Potential Applications: - Speech recognition technology - Contextual understanding in audio processing - Bias detection in language processing
Problems Solved: - Improving accuracy in speech recognition - Enhancing contextual understanding in audio data processing - Addressing bias detection in language models
Benefits: - Increased accuracy in transcribing audio data - Improved contextual understanding of utterances - Enhanced bias detection capabilities in language processing
Commercial Applications: Title: Enhanced Speech Recognition and Bias Detection Technology This technology can be utilized in various industries such as: - Customer service for accurate transcription of customer calls - Legal transcription services for precise documentation - Educational institutions for improved language processing in learning tools
Questions about the technology: 1. How does this method improve bias detection in language processing? 2. What are the potential implications of using bias phrases in speech recognition models?

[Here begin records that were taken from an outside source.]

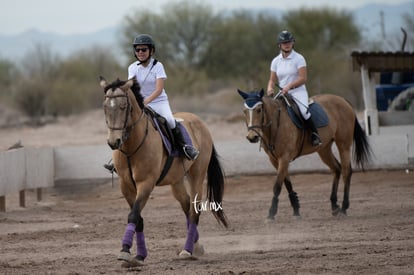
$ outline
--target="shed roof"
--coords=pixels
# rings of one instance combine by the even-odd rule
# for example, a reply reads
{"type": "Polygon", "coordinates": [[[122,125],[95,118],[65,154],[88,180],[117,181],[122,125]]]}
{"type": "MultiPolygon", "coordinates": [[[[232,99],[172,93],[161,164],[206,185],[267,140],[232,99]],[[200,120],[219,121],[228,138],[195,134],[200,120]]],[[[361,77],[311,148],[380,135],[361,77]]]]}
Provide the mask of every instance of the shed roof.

Frequently Updated Research: Stay updated on advancements in speech recognition technology and bias detection in language processing to enhance the efficiency and accuracy of audio data transcription.
Original Abstract Submitted
a method includes receiving audio data encoding an utterance and obtaining a set of bias phrases corresponding to a context of the utterance. each bias phrase includes one or more words. the method also includes processing, using a speech recognition model, acoustic features derived from the audio to generate an output from the speech recognition model. the speech recognition model includes a first encoder configured to receive the acoustic features, a bias encoder configured to receive data indicating the obtained set of bias phrases, a bias encoder, and a decoder configured to determine likelihoods of sequences of speech elements based on output of the first attention module and output of the bias attention module. the method also includes determining a transcript for the utterance based on the likelihoods of sequences of speech elements.